Ingredients:
- 300g all-purpose flour, plus extra for dusting
- 7g active dry yeast
- 50g granulated sugar
- 150ml lukewarm milk
- 1 large egg, lightly beaten
- 50g unsalted butter, softened
- 1/2 teaspoon salt
- 150g dark chocolate, roughly chopped (at least 70% cocoa)
- 1 large egg, lightly beaten (for egg wash)
- 1 tablespoon milk (optional, for egg wash)
Instructions:
- In a small bowl, combine lukewarm milk, sugar, and yeast. Let stand for 5-10 minutes until foamy.
- In a large bowl (or the bowl of a stand mixer), combine flour, salt, and the yeast mixture. Add the egg and softened butter.
- Knead the dough for 8-10 minutes (by hand or with a dough hook) until smooth and elastic. It should be slightly sticky.
- Place the dough in a lightly oiled bowl, turning to coat. Cover with plastic wrap or a clean kitchen towel and let rise in a warm place for 1 hour, or until doubled in size.

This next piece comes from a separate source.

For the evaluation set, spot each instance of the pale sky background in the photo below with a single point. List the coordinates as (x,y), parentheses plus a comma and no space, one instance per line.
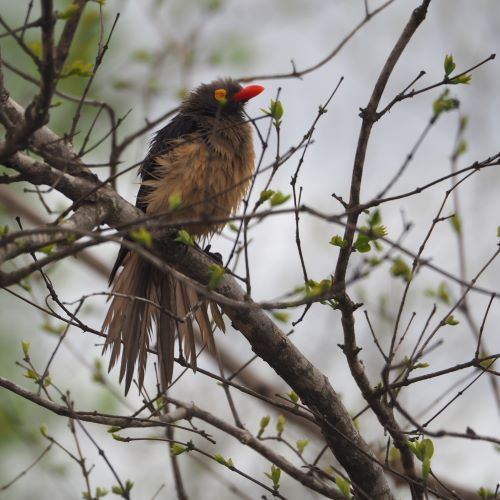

- Punch down the dough to release the air. Turn out onto a lightly floured surface and divide into 12 equal pieces.
- Flatten each piece of dough into a circle. Place a generous amount of chopped chocolate in the center. Gather the edges of the dough and pinch to seal, forming a round bun.
- Place the buns on a baking sheet lined with parchment paper, seam-side down. Cover loosely and let rise for another 30 minutes.
- Whisk together the egg and milk (if using).
- Preheat oven to 350°F (175°C). Brush the buns with the egg wash. Bake for 20-25 minutes, or until golden brown.
- Let the buns cool on a wire rack before serving. They're best enjoyed warm!